How does saving more or bigger arrays affect the time it takes?
Scenario Under Consideration
Analyze the time complexity of the following code snippet.
import numpy as np
arr1 = np.arange(1000)
arr2 = np.arange(2000)
arr3 = np.arange(3000)
np.savez('arrays.npz', a=arr1, b=arr2, c=arr3)This code saves three numpy arrays of different sizes into one uncompressed file.
Identify Repeating Operations
Identify the loops, recursion, array traversals that repeat.
- Primary operation: Writing each element of every array to disk.
- How many times: Once for each element in all arrays combined.
How Execution Grows With Input
As the total number of elements across all arrays grows, the time to save grows roughly the same way.

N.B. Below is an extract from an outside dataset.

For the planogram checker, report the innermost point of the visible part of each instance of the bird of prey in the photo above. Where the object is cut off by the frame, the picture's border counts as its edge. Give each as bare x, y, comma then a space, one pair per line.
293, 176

| Input Size (total elements) | Approx. Operations |
|---|---|
| 10 | About 10 write operations |
| 100 | About 100 write operations |
| 1000 | About 1000 write operations |
Pattern observation: The time grows roughly in direct proportion to the total number of elements saved.
Final Time Complexity
Time Complexity: O(n)
This means the time to save grows linearly with the total number of elements in all arrays combined.
Common Mistake
[X] Wrong: "Saving multiple arrays with np.savez() takes constant time regardless of array size."
[OK] Correct: The function must write every element to disk, so more data means more time.
Interview Connect
Understanding how saving data scales helps you reason about performance in real projects where data size varies.
Self-Check
What if we compressed the arrays before saving? How would the time complexity change?